Local server - Qualcomm® AI Hub GenieX

GenieX includes a built-in inference server that exposes an OpenAI-compatible API. Run models on-device and connect them to any application or framework that speaks the OpenAI protocol — agentic frameworks like LangChain, AI-native apps like OpenClaw, or your own code. No cloud dependency.

Prerequisites

The CLI installed — see Install.
Interactive shell from container (Docker only) — see Run interactively.
A model pulled. geniex serve does not auto-download models.

Start the server

Pull a model:

bash

geniex pull ai-hub-models/Qwen3-4B-Instruct-2507

Start the server:

bash

geniex serve

The server runs on http://127.0.0.1:18181 by default. Keep this terminal open and make requests from another one. Run geniex serve -h for all configurable options.

POST /v1/chat/completions

Creates a model response for a conversation.
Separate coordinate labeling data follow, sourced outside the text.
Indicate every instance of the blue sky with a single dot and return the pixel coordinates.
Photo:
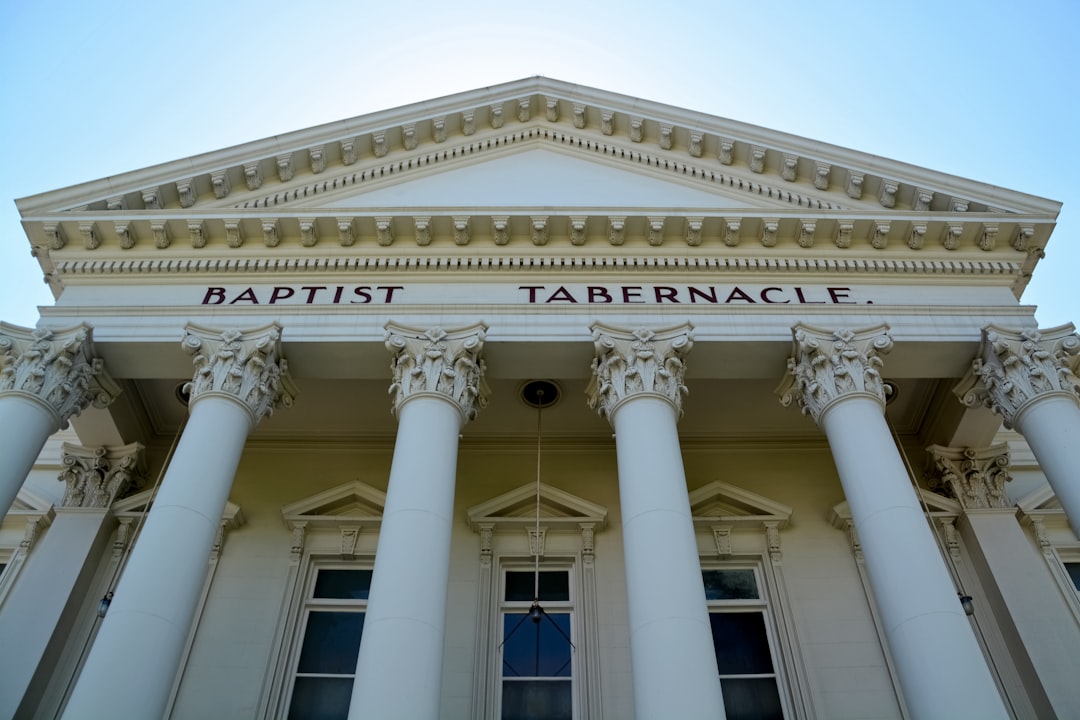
(988, 91)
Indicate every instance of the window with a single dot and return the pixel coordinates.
(537, 652)
(333, 623)
(1074, 571)
(744, 648)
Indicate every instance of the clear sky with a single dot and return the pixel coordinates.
(987, 90)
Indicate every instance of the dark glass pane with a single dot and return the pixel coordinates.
(332, 642)
(343, 584)
(1074, 570)
(730, 584)
(741, 643)
(321, 698)
(553, 585)
(537, 700)
(753, 698)
(536, 650)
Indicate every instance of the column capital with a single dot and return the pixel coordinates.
(245, 366)
(1014, 368)
(57, 368)
(95, 477)
(826, 366)
(975, 477)
(632, 363)
(446, 364)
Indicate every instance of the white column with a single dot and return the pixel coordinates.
(45, 377)
(130, 671)
(637, 385)
(834, 378)
(437, 383)
(38, 615)
(1029, 378)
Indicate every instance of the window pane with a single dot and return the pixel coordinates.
(536, 650)
(741, 643)
(343, 584)
(753, 698)
(1074, 570)
(321, 698)
(553, 585)
(332, 642)
(537, 700)
(730, 584)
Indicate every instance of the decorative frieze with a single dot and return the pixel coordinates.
(628, 364)
(54, 367)
(244, 365)
(1014, 368)
(826, 366)
(973, 477)
(437, 362)
(95, 477)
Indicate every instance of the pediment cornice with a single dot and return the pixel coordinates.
(715, 149)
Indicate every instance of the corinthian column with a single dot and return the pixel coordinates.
(45, 377)
(637, 385)
(239, 378)
(834, 377)
(437, 385)
(1029, 378)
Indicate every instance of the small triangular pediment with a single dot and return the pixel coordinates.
(352, 501)
(518, 506)
(531, 177)
(720, 501)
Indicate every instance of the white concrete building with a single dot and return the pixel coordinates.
(488, 407)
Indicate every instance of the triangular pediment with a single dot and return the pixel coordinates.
(518, 507)
(531, 177)
(353, 501)
(728, 504)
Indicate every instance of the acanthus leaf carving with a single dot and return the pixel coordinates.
(826, 366)
(245, 366)
(628, 364)
(1014, 368)
(57, 368)
(95, 477)
(439, 362)
(975, 477)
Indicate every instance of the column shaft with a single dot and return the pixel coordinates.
(941, 667)
(27, 425)
(148, 622)
(400, 668)
(674, 663)
(1052, 429)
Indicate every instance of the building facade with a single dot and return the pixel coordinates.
(539, 402)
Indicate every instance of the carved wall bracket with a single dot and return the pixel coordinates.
(826, 366)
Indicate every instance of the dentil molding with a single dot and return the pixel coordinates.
(1014, 368)
(243, 365)
(826, 366)
(436, 362)
(56, 368)
(631, 363)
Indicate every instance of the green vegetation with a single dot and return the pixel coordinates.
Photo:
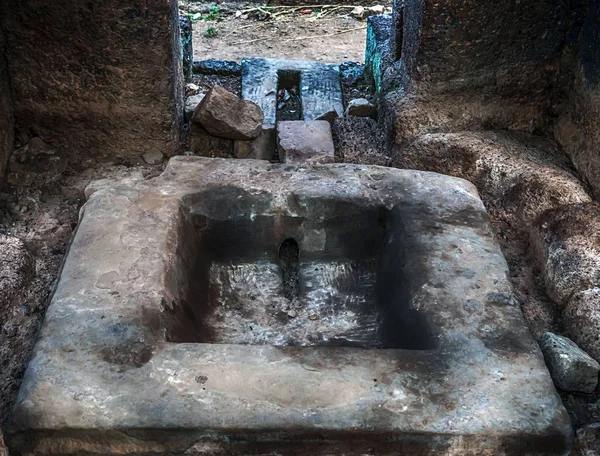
(210, 32)
(212, 15)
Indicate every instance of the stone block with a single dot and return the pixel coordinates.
(225, 115)
(301, 141)
(170, 318)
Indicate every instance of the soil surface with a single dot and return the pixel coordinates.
(332, 38)
(38, 215)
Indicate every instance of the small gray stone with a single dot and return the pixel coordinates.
(571, 368)
(301, 141)
(360, 107)
(191, 104)
(153, 157)
(225, 115)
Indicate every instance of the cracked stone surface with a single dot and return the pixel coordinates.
(149, 346)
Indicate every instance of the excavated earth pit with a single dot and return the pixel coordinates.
(241, 307)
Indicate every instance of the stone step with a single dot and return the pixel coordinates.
(320, 93)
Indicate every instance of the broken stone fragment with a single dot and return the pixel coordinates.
(191, 103)
(153, 157)
(571, 368)
(225, 115)
(360, 107)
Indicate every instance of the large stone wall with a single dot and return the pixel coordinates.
(578, 127)
(473, 64)
(6, 111)
(101, 78)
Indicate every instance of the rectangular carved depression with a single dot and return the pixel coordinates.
(237, 307)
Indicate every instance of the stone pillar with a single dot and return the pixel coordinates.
(102, 78)
(6, 111)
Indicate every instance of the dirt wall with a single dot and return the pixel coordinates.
(6, 110)
(477, 64)
(578, 126)
(101, 78)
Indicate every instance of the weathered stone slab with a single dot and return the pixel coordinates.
(301, 141)
(225, 115)
(320, 91)
(378, 55)
(171, 331)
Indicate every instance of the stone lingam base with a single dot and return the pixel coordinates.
(236, 307)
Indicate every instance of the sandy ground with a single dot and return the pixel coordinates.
(295, 37)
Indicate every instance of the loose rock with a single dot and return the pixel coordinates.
(191, 103)
(225, 115)
(360, 107)
(153, 157)
(571, 368)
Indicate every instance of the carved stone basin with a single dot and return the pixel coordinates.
(239, 307)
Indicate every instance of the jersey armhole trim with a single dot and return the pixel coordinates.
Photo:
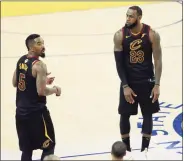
(35, 62)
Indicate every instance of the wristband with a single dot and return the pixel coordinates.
(125, 86)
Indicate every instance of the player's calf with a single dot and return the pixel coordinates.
(146, 131)
(125, 130)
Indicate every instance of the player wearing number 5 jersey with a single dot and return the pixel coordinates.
(134, 46)
(33, 122)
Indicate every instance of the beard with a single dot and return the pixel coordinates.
(42, 55)
(131, 26)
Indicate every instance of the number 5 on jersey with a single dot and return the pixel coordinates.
(21, 83)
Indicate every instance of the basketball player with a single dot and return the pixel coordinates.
(51, 157)
(33, 122)
(118, 150)
(134, 45)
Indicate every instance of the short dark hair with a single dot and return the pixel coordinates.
(30, 39)
(118, 149)
(138, 9)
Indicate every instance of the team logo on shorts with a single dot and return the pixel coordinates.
(46, 143)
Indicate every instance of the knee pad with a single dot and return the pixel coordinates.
(147, 124)
(125, 124)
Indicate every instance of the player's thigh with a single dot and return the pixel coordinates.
(23, 134)
(146, 102)
(125, 107)
(42, 134)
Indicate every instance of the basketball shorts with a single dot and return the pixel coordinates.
(36, 131)
(143, 92)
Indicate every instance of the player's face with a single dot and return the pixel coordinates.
(131, 19)
(39, 47)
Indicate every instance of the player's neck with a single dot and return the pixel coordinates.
(31, 54)
(137, 29)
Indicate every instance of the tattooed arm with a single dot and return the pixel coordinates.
(41, 77)
(118, 53)
(157, 55)
(14, 79)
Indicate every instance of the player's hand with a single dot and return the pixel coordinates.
(49, 80)
(155, 93)
(58, 90)
(129, 93)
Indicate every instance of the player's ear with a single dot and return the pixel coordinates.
(140, 17)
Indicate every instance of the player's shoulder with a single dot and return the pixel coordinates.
(118, 35)
(38, 65)
(153, 34)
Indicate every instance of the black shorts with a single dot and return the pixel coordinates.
(143, 92)
(36, 131)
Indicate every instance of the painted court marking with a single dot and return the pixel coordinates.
(89, 81)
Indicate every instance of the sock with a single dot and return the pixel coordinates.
(47, 152)
(145, 143)
(26, 156)
(127, 143)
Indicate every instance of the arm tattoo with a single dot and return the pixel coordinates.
(157, 54)
(118, 53)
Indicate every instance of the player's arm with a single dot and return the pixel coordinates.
(118, 53)
(41, 77)
(14, 80)
(157, 55)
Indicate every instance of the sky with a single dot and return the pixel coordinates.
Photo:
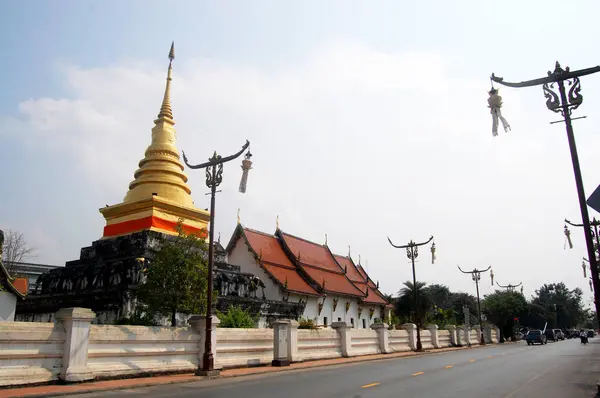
(366, 120)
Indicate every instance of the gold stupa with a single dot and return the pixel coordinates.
(159, 196)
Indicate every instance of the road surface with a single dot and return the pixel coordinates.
(556, 370)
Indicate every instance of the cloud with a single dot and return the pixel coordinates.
(352, 142)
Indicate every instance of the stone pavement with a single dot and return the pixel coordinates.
(106, 385)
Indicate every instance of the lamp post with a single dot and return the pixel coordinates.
(594, 224)
(509, 287)
(412, 252)
(564, 104)
(214, 177)
(476, 276)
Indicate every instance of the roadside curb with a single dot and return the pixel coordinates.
(124, 384)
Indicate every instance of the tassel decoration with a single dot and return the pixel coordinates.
(246, 166)
(495, 103)
(568, 235)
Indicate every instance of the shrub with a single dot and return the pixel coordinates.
(236, 317)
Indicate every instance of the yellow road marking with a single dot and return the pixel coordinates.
(370, 385)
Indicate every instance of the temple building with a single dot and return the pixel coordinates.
(273, 276)
(12, 290)
(293, 269)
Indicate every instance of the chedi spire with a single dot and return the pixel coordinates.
(160, 173)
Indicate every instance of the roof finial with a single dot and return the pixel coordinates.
(165, 109)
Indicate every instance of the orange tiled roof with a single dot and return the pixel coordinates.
(361, 280)
(274, 261)
(319, 264)
(22, 285)
(18, 286)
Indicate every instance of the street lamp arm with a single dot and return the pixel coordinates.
(551, 78)
(464, 272)
(216, 160)
(396, 246)
(573, 224)
(424, 243)
(411, 244)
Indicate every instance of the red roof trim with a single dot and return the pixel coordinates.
(300, 264)
(242, 234)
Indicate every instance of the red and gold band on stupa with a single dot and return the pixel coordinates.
(158, 197)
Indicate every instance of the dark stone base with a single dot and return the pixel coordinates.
(208, 373)
(280, 362)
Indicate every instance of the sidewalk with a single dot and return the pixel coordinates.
(107, 385)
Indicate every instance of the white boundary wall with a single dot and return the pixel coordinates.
(73, 350)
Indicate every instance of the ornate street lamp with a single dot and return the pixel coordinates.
(564, 104)
(412, 252)
(509, 287)
(476, 276)
(214, 177)
(594, 224)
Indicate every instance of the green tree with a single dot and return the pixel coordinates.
(176, 279)
(561, 307)
(440, 295)
(405, 304)
(236, 317)
(501, 307)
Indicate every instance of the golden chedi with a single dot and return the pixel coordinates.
(159, 196)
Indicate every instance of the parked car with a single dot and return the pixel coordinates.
(535, 336)
(591, 333)
(550, 335)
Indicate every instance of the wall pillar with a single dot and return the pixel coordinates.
(453, 337)
(487, 334)
(463, 336)
(76, 322)
(435, 338)
(198, 323)
(411, 328)
(343, 330)
(383, 336)
(285, 340)
(293, 341)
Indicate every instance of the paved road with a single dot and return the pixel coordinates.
(557, 370)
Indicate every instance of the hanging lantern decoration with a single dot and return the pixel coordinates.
(495, 103)
(568, 237)
(246, 166)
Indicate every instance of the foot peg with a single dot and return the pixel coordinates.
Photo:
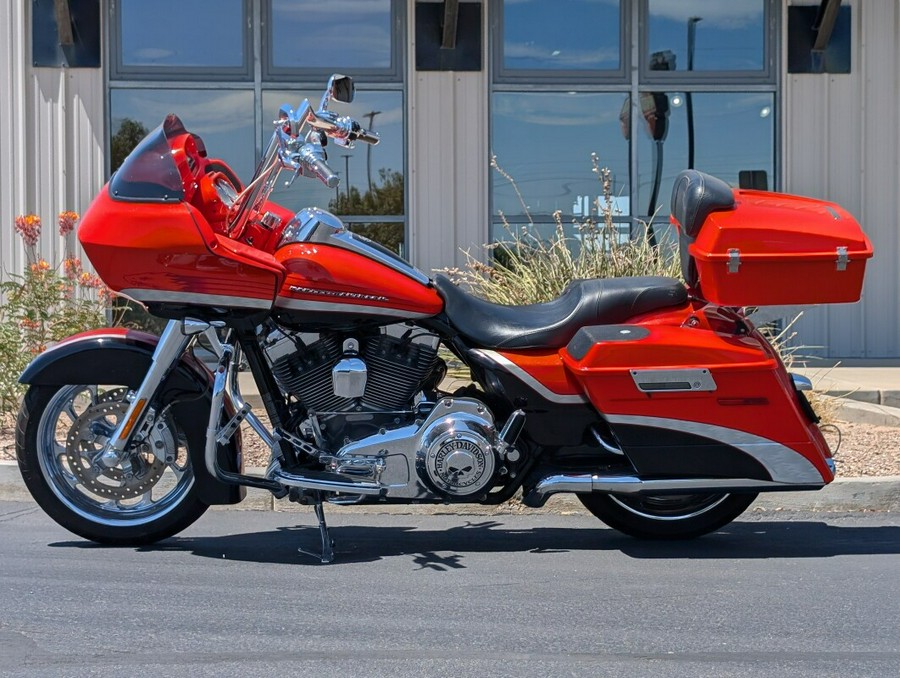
(327, 554)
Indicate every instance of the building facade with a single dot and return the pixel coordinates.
(492, 114)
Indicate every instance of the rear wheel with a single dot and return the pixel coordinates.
(146, 494)
(666, 516)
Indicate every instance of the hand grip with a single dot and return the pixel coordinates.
(368, 137)
(323, 171)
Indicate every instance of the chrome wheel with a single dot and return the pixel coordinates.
(666, 516)
(143, 484)
(670, 506)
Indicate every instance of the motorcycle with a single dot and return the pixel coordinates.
(656, 401)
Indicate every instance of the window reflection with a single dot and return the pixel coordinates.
(335, 34)
(572, 35)
(542, 144)
(372, 180)
(175, 33)
(223, 119)
(707, 35)
(732, 131)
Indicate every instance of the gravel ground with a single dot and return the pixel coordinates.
(865, 450)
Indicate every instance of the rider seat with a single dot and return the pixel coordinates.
(552, 324)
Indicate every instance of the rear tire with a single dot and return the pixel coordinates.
(150, 494)
(664, 516)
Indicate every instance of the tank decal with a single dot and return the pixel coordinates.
(528, 379)
(349, 307)
(783, 464)
(165, 296)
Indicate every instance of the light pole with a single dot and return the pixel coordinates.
(688, 102)
(371, 116)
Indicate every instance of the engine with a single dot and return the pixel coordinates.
(354, 385)
(356, 396)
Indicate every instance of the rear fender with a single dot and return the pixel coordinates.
(121, 356)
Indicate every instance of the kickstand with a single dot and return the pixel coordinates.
(327, 554)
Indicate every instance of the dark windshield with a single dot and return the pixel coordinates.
(149, 173)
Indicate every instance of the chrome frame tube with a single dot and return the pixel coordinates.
(584, 483)
(233, 391)
(228, 364)
(171, 345)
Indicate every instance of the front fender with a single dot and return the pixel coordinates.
(121, 356)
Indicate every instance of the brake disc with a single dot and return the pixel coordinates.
(137, 472)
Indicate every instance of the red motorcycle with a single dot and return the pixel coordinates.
(657, 402)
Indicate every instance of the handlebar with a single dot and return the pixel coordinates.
(298, 145)
(312, 157)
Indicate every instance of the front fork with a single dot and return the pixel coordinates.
(135, 423)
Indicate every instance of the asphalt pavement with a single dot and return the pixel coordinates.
(794, 594)
(868, 392)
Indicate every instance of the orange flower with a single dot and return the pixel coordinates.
(40, 266)
(72, 267)
(67, 221)
(29, 227)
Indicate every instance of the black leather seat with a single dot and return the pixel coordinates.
(553, 323)
(695, 195)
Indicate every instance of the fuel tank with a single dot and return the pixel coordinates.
(334, 276)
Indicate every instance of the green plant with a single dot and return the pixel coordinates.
(44, 304)
(526, 268)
Supports LLM (text-only) and VLM (image + text).

LLM request

Example Value

{
  "model": "ai-hub-models/Qwen3-4B-Instruct-2507",
  "messages": [
    {"role": "user", "content": "Hello! Briefly introduce yourself."}
  ],
  "max_tokens": 256,
  "temperature": 0.7,
  "stream": false
}

Try it from Swagger UI

Open http://127.0.0.1:18181 in your browser to access the built-in Swagger UI. Step 1. Expand the POST /v1/chat/completions endpoint to view the example request body and schema.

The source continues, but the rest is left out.